Wednesday, James shrugged off that slight with more ease than he moved in the NBA's absurd special-edition sleeved shirts, missing seven of his eight shots outside the paint. "It's definitely a different feeling," James said. "Every time I shot it from the free-throw line, or shot a jumper, I felt a little tug. Maybe I'll go up to a bigger size the next time we wear 'em, or I'm not going to tell you what the other alternative is. For me, I'm not a great shooter, so any little error that goes on can affect my shot."
It didn't affect the outcome, as Miami advanced to 22-6 on the season. After losing his first Christmas game, like Jordan, James has now won seven straight of these made-for-TV events, including four with the Heat, three of those four on the road. Wednesday, he didn't face his most challenging opponent, as the Lakers started four players who combine to earn $4.2 million, which is less than James alone makes in a quarter of the season. Nor was this his most dominant performance; he missed six of his last eight field goals, and four of his nine total free throws, in finishing with 19 points, eight rebounds and four assists, leaving his Christmas averages at 26.8, 6.8 and 7.8, respectively.

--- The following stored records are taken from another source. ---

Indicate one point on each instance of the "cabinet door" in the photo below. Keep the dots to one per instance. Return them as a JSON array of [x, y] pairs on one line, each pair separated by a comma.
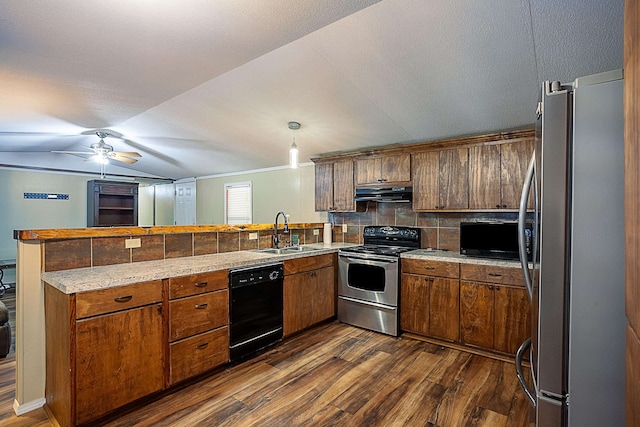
[[368, 171], [444, 309], [297, 295], [324, 299], [484, 177], [324, 186], [476, 314], [343, 187], [424, 178], [454, 179], [119, 358], [515, 158], [396, 168], [414, 304], [309, 298], [513, 318]]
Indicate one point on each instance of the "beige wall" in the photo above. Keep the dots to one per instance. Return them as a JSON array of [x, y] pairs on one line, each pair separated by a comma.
[[289, 190]]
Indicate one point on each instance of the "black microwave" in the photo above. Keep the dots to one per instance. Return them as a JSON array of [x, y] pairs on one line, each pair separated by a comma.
[[493, 239]]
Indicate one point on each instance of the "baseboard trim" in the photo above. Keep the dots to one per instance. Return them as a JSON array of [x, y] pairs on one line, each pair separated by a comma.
[[21, 409]]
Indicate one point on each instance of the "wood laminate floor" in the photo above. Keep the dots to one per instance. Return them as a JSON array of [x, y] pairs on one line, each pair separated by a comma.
[[333, 375]]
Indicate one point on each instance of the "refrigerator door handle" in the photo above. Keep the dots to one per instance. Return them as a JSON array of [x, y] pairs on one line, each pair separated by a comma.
[[522, 217], [519, 372]]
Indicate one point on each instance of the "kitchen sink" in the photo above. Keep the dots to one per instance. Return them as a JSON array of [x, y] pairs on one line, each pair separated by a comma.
[[288, 250]]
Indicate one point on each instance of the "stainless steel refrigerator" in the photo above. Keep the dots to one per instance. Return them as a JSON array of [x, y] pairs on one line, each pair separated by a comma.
[[576, 281]]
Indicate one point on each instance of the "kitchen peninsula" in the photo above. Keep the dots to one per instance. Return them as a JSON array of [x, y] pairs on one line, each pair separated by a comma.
[[101, 254]]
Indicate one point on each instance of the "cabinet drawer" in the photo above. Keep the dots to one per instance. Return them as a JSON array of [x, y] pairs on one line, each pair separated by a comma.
[[196, 314], [492, 274], [297, 265], [198, 354], [118, 298], [197, 284], [430, 268]]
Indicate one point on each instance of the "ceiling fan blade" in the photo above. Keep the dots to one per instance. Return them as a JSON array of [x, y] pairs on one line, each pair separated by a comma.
[[127, 153], [73, 152], [119, 158]]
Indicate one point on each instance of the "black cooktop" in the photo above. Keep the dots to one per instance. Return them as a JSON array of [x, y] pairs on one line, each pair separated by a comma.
[[387, 240]]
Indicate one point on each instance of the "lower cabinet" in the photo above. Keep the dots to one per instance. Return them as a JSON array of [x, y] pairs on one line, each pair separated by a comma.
[[494, 308], [309, 292], [104, 349], [198, 324], [109, 347], [480, 306], [118, 360], [430, 304]]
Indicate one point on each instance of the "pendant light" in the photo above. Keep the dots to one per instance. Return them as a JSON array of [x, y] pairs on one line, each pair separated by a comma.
[[293, 151]]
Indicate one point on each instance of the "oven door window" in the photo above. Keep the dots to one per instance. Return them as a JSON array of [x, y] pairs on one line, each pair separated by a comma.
[[367, 277]]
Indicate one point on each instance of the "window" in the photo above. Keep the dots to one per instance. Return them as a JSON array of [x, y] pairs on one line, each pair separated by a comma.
[[238, 203]]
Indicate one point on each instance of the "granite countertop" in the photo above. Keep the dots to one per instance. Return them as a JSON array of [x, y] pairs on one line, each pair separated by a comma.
[[94, 278], [450, 256]]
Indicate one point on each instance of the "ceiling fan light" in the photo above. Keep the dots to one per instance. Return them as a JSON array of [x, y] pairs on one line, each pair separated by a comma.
[[102, 159], [293, 156]]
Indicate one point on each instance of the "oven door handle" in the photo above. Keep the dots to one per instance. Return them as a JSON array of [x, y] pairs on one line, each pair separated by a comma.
[[369, 261], [372, 304]]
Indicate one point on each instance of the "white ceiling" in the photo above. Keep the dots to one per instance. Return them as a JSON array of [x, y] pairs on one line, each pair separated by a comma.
[[203, 87]]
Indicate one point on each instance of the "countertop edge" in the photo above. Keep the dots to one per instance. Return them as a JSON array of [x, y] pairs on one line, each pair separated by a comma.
[[103, 277], [448, 256]]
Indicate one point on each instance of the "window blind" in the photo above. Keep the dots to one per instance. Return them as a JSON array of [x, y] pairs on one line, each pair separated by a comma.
[[238, 203]]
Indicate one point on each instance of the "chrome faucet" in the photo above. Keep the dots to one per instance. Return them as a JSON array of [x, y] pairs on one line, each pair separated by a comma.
[[276, 240]]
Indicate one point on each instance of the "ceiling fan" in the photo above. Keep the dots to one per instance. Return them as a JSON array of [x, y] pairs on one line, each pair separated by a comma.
[[102, 152]]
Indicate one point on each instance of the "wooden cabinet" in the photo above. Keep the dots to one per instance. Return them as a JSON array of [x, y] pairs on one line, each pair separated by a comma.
[[334, 186], [198, 324], [309, 292], [104, 349], [514, 161], [440, 180], [384, 169], [112, 203], [494, 308], [429, 298], [497, 174]]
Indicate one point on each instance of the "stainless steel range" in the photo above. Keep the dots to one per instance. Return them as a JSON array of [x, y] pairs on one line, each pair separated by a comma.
[[369, 278]]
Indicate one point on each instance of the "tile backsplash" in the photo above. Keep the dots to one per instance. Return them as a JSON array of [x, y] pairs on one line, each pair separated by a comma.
[[439, 230]]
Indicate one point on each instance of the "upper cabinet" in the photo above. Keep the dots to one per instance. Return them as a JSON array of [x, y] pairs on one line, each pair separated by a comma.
[[385, 169], [497, 173], [111, 203], [479, 173], [440, 180], [334, 186]]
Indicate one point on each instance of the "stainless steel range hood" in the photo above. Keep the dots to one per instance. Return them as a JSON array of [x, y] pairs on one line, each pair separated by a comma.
[[383, 194]]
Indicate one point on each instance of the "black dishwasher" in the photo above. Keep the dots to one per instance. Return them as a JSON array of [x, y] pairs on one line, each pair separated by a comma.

Still, it was sufficient, thanks largely to Chris Bosh's second-quarter scoring binge (13 of his 23), Dwyane Wade's fifth straight game of 20 or more points and four three-pointers from the ageless Ray Allen.
And, still, it was memorable, because it can't be anything else when James plays.
"He's smack in the middle of his prime, physically, mentally, emotionally," Erik Spoelstra said prior to tipoff.
Wednesday, there was a bit more artistry, even as James finished with force.
The first came in the first quarter, after James stole a lazy pass and fed Wade, who took two dribbles and flipped it back over his head, for James to flush with the right hand. Several seconds later, the Staples Center crowd, which has seen plenty of highlights over time, was still buzzing.
The second, in the second quarter, may have been the superstars' finest collaboration ever.
Let them tell you about it.
James: "Anytime D-Wade gets on the break, I just try to chase him down. I'm not sure if he's going to go in for it, or if he's going to throw the lob to me. I had no idea what he was going to do. He was looking at me."
Wade: "I had no clue what I was going to do neither. When you've got a guy who can jump the way he jumps, and his ability to catch almost anything, it makes it easy for you to just say, alright, I just try to get it to him. I tried to throw it off the left side, because I knew he was running down that sideline."
Wade stumbled toward the baseline before he released.
"He went off the glass, and the only way I could catch it was with my left, so I had to improvise," James said.
Lifting off his left foot.
Slamming with his left hand.
What's left for them to do?
"He made an unbelievable catch," said Wade, who punctuated the play by screaming at his friend Kevin Hart, sitting in the front row. "And a nice dunk."
Those two plays alone made the day, and almost made up for the absence of Kobe Bryant on court for the other side. Bryant's presence was felt, of course, as he held a pregame press conference to discuss his latest injury (a fractured knee), and shared a moment with James after the game.
"Just two guys, man, that got much respect for one another," James said of their brief conversation, which included a pat on Bryant's back.
They are on different points of the athletic arc now, six years apart, with James in the sweet spot, and Bryant trying to squeeze a little more out.
Does James, five days from turning 29, ever worry about his own basketball mortality?
"Me?" James said. "Nah, nah, nah. For me, I just try to live now, live in the moment. The man above knows how much time He's going to give me in this game. Once He decides I don’t have any more time to give, then I’ll call it quits."
Later, he added: "We all know Father Time is undefeated, but you just try to slow it down, I guess."
Father Time is no slouch.
But, at the moment, not nearly as terrifying as LeBron James in transition.